Tiefflug-Ausstieg durch die Hintertür?

Stoltenberg überprüft Stopp der Militärflüge unter 300 Metern / Tieffluggegner sehen Teilerfolg mit kritischen Konsequenzen  ■  Von Vera Gaserow

Berlin (taz) - Das Bundesverteidigungsministerium ziert sich zwar noch, es offiziell einzugestehen, aber Werner May, Sprecher der Bundeskoordination der Tieffluggegner, nimmt schon heute jede Wette an: Noch vor den Bundestagswahlen im Dezember wird die Bonner Hardthöhe die Tiefflüge unterhalb von 300 Metern stoppen.

Am Montag wanden sich Stoltenbergs Sprecher zwar noch, den geordneten Rückzug der Bundesluftwaffe aus den sieben Tiefstflugzonen der Republik anzukündigen, aber immerhin ist schon von einer veränderten militärischen Situation durch den Umbruch in Osteuropa die Rede und von einer Überprüfung des Tiefflugkonzepts.

Sollten die Bonner Kriegsstrategen in absehbarer Zeit tatsächlich zu der Entscheidung kommen, daß das himmlische Roulette ihrer Tiefflugpiloten unterhalb von 300 Metern beendet werden kann, dann sehen die Tieffluggegner darin eher einen „Abschied durch die Hintertür“. „Der Hinweis auf die veränderte militärische und politische Situation ist für Stoltenberg nur ein Vorwand, um überhaupt aus dem Schlamassel rauszukommen“, urteilt Tiefflugexperte May nicht ohne Schadenfreude.
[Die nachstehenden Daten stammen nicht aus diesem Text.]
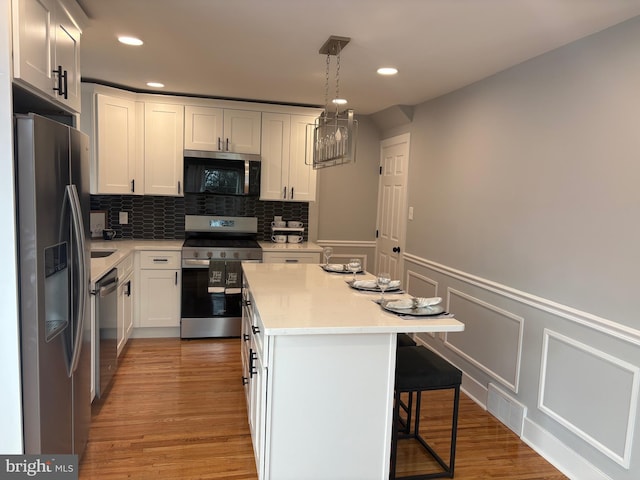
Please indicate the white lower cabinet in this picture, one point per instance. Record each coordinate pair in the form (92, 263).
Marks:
(125, 302)
(314, 401)
(159, 289)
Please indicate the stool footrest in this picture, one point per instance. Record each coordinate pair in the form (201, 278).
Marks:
(419, 369)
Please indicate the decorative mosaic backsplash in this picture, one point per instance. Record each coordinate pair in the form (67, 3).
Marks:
(162, 218)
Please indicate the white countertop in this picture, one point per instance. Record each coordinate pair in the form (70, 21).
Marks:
(290, 247)
(303, 299)
(101, 266)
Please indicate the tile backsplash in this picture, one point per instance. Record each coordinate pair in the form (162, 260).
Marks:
(162, 218)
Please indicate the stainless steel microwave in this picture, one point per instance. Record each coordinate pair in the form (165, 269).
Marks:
(222, 173)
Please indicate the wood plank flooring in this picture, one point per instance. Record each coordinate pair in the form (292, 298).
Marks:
(176, 410)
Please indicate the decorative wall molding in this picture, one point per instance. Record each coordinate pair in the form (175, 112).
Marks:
(482, 363)
(582, 389)
(347, 243)
(617, 330)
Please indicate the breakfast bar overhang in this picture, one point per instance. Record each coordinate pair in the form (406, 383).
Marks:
(319, 368)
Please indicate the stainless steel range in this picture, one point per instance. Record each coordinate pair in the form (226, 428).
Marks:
(213, 248)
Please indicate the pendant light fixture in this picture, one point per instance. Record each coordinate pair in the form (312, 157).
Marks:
(335, 131)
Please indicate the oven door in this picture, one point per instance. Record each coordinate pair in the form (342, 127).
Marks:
(205, 314)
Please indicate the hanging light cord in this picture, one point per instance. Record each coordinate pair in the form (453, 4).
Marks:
(326, 87)
(337, 80)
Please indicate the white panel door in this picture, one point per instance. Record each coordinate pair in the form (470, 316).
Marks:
(302, 176)
(394, 162)
(203, 128)
(274, 175)
(116, 145)
(242, 131)
(34, 43)
(163, 149)
(67, 56)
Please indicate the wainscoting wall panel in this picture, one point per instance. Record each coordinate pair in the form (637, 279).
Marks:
(578, 380)
(500, 360)
(576, 374)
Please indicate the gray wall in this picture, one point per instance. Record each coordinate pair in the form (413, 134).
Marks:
(526, 220)
(348, 194)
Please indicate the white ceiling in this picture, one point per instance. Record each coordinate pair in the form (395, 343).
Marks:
(267, 50)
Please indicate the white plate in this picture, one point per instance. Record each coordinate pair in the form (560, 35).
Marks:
(337, 268)
(405, 307)
(371, 286)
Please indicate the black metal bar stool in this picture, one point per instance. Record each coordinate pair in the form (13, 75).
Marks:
(418, 369)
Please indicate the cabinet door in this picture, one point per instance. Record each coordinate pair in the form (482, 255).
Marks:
(115, 145)
(67, 57)
(163, 149)
(276, 132)
(203, 128)
(159, 298)
(302, 176)
(33, 42)
(242, 131)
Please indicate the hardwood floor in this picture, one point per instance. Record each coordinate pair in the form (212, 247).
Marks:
(176, 410)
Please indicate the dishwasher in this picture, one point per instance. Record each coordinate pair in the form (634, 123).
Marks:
(106, 293)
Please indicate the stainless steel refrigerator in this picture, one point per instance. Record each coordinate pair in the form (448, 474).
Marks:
(52, 192)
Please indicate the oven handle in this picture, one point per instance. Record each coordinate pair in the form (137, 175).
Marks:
(193, 263)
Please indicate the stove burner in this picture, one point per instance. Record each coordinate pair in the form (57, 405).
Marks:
(221, 243)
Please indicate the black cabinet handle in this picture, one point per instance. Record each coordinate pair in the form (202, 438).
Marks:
(253, 356)
(59, 88)
(66, 89)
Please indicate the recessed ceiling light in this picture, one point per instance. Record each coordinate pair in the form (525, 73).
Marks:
(387, 71)
(130, 41)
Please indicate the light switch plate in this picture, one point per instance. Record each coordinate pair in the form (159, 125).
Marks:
(98, 222)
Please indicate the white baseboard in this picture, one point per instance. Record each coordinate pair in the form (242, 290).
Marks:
(558, 454)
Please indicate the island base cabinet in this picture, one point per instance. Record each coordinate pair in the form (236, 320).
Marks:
(324, 395)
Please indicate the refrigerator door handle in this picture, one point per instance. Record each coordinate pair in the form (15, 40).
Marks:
(81, 301)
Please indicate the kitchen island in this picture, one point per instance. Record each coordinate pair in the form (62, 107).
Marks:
(319, 363)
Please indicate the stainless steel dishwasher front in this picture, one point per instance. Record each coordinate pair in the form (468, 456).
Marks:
(106, 293)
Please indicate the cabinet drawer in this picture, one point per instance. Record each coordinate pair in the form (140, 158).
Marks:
(284, 257)
(125, 267)
(159, 260)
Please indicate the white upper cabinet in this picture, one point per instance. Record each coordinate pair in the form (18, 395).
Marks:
(46, 49)
(286, 145)
(222, 130)
(117, 162)
(163, 149)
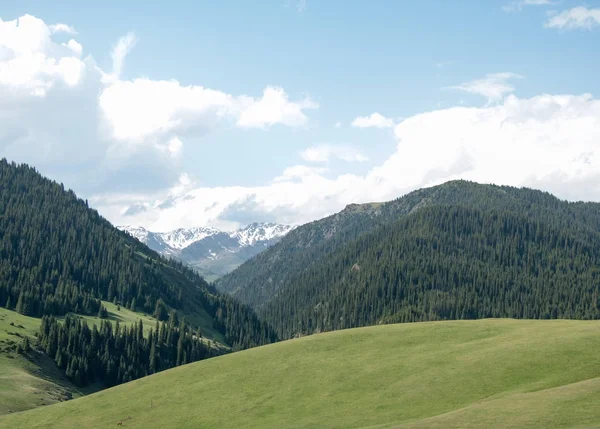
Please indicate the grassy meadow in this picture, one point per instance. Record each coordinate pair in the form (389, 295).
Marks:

Das Verteidigungsministerium würde damit nämlich nur einen Wahnsinn beenden, der ihnen vielerorts von Verwaltungsgerichten ohnehin schon verboten wird. Längst nämlich ist die Luft für die Militärjets in der Höhe zwischen 75 und 300 Metern dünn geworden. Drei verschiedene Gerichte quer durch die Republik haben die donnernden Übungsflüge der Luftwaffe unterhalb der 300-Meter-Grenze für rechtswidrig erklärt und zumindest für die klagenden Gemeinden ein Überflugverbot verhängt. Und eine Prozeßflut, die den Tiefflugkorridor bis zur Unkenntlichkeit zerlöchern könnte, steht dem Verteidigungsministerium erst ins Haus: Mindestens 36 Gemeinden und Landkreise in den sieben Tiefstflugregionen haben bereits Klagen angekündigt, und allein im Münsterland wollen sich rund 400 Privatpersonen gerichtlich gegen die donnernde Beschallung durch die Militärjets wehren. Kürzlich mußten überdies die Tiefflugpiloten selber in einer Studie eingestehen, daß sie pro Flug nur ganze eineinhalb Minuten lang auf die Untergrenze von 75 Metern runterdüsen könnten. Der Ausbildungswert solcher aufwendigen und riskanten Unternehmungen sei damit äußerst gering.

Wenn das Verteidigungsministerium jetzt irgendwann den heimlichen Rückzug antritt, dann sehen die Tieffluggegner dennoch einen Teilerfolg ihres Engagements. Allerdings wird ein solcher Rückzieher aus Bonn auch der Anti-Tiefflug -Bewegung den Wind aus den Segeln nehmen. Denn ist auch die Mindestflugtiefe der Militärjets auf 300 Meter festgelegt, bleibt das Hauptärgernis von oben: der Krach.

Die Tiefflüge selber aber, so vermutet Werner May von der Bundeskoordination, werden damit nicht weniger. Die Piloten müßten nach wie vor ein bestimmtes Trainingspensum absolvieren. Die Flüge würden dann oberhalb der 300 Meter -Grenze duchgeführt und nur nicht mehr so hörbar sein. Der Dreckausstoß der Maschinen sei aber derselbe, und auch die Absturzgefahr, so mutmaßen die Tiefluggegner, würde nicht geringer, denn oberhalb von 300 Metern könnten sich die Jets dann bedrohlich ins Gehege kommen.

Und noch eine andere Gefahr sehen die Tieffluggegner. Die Pläne für die Verlagerung des Tiefflugs in ein großes Nato -Trainingscenter würden dann sicher forciert voran getrieben werden. Als Standorte für dieses Tiefflugzentrum sind seit Jahren die „Goose Bay“ im kanadischen Labrador im Gespräch und der Stützpunkt Konya in der Türkei. Nach bisher unbestätigten Informationen soll bei dem letzten Treffen der Nato-Verantwortlichen der Standort Türkei den „Zuschlag“ bekommen haben. Die USA und die Bundesrepublik sollen sich bei der Abstimmung enthalten haben.